O estudo que integrou o doutorado de Sabrina foi motivado pela confirmação de epizootias (morte ou adoecimento de primatas não humanos) na região dos municípios de Santa Rosa de Lima, Rio Fortuna, Braço do Norte, São Martinho e Pedras Grandes, no ciclo da doença ocorrido em fevereiro de 2021. “Sempre que ocorrem mortes de macacos nas áreas de mata, é feita toda uma investigação e, nesses pontos, foi identificada a circulação do vírus da febre amarela. Com essa confirmação, pensamos em fazer a captura dos mosquitos nessas áreas, para ter a certeza de que mosquitos estavam atuando na transmissão”, explica a bióloga, que é servidora da Diretoria de Vigilância Epidemiológica da Secretaria de Estado da Saúde.
O mosquito
O Haemagogus leucocelaenus é um mosquito pequeno de hábitos diurnos, que tem seu criadouro em partes ocas de troncos de árvores (característica chamada de acrodendrofilia). Como a maior parte dos mosquitos, ele prefere ambientes quentes e úmidos. Para o estudo que identificou a ocorrência da espécie em Santa Catarina, a equipe liderada por Sabrina realizou coletas em áreas de mata, em janeiro e fevereiro de 2023, capturando mais de 4 mil mosquitos. As análises, feitas em parceria com a Fiocruz, no Rio de Janeiro, encontraram 91 espécimes do gênero Haemagogus leucocelaenus. Destes, contudo, 22 apresentavam diferenças morfológicas que os deixavam semelhantes ao Haemagogus leucophoebus, espécie de mosquito só identificada no Acre. Porém, após análise morfológica e molecular, os pesquisadores confirmaram que todos os exemplares capturados em Santa Catarina eram do Haemagogus leucocelaenus.

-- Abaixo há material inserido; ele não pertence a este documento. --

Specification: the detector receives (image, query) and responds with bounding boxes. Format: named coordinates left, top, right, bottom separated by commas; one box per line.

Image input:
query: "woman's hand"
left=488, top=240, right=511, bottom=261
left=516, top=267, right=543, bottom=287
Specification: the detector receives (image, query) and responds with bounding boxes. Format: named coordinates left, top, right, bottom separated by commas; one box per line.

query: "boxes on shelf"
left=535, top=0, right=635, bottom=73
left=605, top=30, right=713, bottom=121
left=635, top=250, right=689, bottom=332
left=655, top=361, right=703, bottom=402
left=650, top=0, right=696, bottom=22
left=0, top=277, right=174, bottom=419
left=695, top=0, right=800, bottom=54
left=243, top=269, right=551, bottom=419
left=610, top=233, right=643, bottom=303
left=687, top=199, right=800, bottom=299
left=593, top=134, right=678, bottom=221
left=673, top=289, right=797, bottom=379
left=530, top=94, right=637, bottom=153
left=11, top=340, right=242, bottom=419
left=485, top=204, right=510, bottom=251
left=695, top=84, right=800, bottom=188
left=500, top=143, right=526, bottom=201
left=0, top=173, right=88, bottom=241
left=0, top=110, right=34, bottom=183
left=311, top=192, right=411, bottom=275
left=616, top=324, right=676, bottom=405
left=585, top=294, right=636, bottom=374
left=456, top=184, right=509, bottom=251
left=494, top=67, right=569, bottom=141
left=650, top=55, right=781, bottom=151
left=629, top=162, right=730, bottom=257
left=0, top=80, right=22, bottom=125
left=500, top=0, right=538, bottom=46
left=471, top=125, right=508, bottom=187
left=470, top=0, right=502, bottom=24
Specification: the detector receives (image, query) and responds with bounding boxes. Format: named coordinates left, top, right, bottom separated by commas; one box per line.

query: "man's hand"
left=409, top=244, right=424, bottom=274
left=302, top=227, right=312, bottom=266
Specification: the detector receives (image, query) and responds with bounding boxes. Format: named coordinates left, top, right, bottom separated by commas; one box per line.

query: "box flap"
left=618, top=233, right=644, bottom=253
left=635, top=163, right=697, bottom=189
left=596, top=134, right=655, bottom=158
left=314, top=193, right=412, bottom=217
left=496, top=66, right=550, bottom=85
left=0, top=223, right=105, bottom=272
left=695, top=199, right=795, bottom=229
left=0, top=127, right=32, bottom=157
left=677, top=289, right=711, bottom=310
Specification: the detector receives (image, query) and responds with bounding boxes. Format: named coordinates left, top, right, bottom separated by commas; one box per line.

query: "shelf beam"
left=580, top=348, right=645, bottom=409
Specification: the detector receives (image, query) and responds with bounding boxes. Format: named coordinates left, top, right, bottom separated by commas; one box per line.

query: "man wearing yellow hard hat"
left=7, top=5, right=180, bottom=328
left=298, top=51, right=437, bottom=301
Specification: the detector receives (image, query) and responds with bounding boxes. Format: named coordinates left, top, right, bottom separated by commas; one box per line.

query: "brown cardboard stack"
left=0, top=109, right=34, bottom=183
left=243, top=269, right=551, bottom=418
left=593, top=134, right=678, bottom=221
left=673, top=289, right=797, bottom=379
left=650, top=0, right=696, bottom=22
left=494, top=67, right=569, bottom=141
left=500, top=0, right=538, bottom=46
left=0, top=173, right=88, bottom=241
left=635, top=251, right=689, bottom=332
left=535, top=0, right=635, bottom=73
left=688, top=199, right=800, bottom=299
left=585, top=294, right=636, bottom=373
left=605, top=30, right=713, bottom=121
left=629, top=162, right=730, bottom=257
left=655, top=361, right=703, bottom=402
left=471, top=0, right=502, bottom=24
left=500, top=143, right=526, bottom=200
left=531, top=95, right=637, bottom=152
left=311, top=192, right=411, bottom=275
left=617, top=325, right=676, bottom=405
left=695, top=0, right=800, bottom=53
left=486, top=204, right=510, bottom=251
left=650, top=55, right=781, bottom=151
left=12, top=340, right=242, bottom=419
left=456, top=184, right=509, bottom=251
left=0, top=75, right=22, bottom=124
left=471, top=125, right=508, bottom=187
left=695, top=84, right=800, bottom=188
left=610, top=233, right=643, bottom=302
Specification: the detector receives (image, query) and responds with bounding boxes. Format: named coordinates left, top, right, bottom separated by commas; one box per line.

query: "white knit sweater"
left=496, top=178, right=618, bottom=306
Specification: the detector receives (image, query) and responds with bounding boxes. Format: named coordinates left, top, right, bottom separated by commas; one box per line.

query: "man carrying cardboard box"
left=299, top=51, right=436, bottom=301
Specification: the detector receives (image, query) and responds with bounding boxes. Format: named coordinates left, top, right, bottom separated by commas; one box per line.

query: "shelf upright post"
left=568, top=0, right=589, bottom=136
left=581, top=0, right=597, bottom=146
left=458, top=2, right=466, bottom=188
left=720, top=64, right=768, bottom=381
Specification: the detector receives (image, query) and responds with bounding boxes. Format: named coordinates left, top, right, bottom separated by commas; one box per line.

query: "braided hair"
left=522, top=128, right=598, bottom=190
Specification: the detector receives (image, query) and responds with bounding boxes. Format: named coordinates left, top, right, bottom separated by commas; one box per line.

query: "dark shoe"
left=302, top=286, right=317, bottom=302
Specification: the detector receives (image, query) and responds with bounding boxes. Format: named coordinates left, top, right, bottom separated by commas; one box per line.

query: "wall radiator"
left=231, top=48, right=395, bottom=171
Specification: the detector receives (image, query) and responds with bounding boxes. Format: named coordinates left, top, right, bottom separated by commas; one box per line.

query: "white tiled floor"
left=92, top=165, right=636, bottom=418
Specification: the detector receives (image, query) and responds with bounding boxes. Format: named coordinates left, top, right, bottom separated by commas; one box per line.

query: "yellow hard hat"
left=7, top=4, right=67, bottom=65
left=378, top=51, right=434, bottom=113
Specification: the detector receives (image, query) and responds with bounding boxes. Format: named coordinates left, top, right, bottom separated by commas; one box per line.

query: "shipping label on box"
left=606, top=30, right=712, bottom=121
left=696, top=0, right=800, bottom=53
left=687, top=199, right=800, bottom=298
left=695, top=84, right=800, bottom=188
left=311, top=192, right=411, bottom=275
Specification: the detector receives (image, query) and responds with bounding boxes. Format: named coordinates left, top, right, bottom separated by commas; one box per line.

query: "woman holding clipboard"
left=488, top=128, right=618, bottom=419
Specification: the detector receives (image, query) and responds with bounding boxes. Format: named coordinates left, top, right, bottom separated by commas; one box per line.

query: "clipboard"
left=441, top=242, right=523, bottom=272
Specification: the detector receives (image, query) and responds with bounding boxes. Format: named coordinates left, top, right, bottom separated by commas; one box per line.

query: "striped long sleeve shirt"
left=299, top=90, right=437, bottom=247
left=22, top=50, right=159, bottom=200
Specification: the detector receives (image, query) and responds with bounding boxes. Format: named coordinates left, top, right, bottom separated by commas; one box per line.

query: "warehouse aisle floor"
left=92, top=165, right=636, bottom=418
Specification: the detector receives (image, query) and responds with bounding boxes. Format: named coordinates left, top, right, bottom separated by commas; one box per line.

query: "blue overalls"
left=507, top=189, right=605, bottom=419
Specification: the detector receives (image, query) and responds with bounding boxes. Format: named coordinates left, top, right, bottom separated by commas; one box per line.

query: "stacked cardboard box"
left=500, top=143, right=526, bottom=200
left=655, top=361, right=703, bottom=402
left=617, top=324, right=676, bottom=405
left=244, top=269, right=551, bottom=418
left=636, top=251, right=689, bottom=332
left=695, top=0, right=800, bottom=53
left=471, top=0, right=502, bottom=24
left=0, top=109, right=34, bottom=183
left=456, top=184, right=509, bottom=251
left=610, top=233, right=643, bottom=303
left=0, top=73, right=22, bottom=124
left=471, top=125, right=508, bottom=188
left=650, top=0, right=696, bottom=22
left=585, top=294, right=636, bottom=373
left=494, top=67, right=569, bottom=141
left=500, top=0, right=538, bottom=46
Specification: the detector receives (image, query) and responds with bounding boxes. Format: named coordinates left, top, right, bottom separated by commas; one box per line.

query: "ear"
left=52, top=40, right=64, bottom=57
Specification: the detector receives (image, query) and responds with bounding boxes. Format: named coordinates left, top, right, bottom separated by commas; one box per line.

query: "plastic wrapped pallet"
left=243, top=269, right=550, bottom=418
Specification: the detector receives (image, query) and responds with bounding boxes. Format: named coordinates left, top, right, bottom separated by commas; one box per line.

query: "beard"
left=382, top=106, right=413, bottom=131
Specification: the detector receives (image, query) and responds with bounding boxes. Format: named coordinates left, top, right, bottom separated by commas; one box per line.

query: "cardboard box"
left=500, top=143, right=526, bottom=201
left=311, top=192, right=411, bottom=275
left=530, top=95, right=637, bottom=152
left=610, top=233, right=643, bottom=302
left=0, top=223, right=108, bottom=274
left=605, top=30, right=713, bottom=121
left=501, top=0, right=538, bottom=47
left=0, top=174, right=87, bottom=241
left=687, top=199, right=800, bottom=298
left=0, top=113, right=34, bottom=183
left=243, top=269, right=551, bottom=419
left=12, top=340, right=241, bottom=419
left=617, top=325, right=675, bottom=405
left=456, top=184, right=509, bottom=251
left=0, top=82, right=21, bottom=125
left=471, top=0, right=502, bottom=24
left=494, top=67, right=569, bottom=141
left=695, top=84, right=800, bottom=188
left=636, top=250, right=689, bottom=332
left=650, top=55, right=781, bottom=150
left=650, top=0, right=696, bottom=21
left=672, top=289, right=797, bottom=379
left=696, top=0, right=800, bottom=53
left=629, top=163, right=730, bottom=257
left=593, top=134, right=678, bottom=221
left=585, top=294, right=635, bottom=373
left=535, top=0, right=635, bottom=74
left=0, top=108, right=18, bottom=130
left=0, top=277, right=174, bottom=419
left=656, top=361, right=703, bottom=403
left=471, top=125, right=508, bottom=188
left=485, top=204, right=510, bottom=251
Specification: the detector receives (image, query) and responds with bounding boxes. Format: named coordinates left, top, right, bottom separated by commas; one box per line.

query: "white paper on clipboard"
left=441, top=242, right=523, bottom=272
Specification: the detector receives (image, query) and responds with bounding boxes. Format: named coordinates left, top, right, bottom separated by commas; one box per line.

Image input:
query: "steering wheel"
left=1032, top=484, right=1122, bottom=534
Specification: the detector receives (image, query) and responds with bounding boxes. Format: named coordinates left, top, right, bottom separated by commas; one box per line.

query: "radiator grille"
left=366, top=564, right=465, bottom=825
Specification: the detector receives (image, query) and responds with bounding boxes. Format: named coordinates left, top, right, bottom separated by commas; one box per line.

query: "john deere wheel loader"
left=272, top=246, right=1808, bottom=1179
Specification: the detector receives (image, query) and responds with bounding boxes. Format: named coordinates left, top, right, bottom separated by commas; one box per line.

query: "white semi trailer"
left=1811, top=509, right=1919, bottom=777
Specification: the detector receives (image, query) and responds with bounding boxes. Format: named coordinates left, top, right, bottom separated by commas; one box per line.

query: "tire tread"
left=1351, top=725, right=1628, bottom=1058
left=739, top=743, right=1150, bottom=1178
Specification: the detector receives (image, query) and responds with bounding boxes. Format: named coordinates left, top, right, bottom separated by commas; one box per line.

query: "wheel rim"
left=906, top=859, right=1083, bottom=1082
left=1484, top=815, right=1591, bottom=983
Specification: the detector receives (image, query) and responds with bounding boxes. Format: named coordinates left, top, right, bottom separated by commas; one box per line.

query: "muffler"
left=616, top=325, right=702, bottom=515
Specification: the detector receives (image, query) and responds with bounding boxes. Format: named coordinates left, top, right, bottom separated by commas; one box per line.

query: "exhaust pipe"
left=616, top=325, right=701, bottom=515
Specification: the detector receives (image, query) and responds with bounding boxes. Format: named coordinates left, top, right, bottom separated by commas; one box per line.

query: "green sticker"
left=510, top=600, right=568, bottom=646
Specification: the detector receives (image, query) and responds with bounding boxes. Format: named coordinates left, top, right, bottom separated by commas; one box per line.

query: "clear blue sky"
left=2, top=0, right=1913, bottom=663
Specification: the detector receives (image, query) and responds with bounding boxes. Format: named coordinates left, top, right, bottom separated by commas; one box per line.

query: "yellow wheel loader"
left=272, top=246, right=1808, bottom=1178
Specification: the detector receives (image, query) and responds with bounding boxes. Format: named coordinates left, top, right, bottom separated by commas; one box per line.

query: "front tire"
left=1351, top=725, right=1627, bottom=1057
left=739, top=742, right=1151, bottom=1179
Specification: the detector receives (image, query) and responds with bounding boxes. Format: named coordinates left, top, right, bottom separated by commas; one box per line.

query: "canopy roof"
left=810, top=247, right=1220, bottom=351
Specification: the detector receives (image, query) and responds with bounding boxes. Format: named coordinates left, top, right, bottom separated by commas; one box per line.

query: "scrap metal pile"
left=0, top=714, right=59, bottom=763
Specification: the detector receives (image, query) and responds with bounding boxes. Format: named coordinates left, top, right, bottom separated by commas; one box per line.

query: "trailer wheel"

Sabrina reforça que a presença do vetor de transmissão significa existência de risco real para a circulação do vírus. No caso da febre amarela, a vacinação das pessoas que vivem em áreas rurais é crucial. “As comunidades rurais vivem nas áreas que chamamos de ‘borda de mata’, onde os mosquitos podem chegar para se alimentar, picar o primata humano. Por isso a vacinação é tão importante”, esclarece.
As mudanças climáticas, com ocorrência de precipitações e ondas de calor mais intensas, também podem favorecer o surgimento de novos ciclos da febre amarela. “Tem muitos estudos, inclusive, que correlacionam a ocorrência de epidemias a condições climáticas propícias. Então, se o mosquito gosta de altas temperaturas e de umidade, certamente a mudança climática favorece a proliferação deles e também das doenças que eles transmitem”, ressalta a bióloga. Para além da vacinação, é importante tomar medidas preventivas como uso de repelentes, em especial nas áreas próximas a florestas.
Publicação internacional
A identificação do mosquito transmissor da febre amarela em Santa Catarina resultou na publicação do artigo Expanded range of Haemagogys leucocelaenus in yellow fever hotspots: new findings from Santa Catarina State, southern Brasil. O material saiu na revista Memórias do Instituto Oswaldo Cruz e também pode ser acessado na National Library of Medicine, a maior biblioteca médica do mundo. O artigo é assinado por Sabrina e outros cinco pesquisadores, entre eles a professora Luísa Damasio Rona Pitaluga, da UFSC.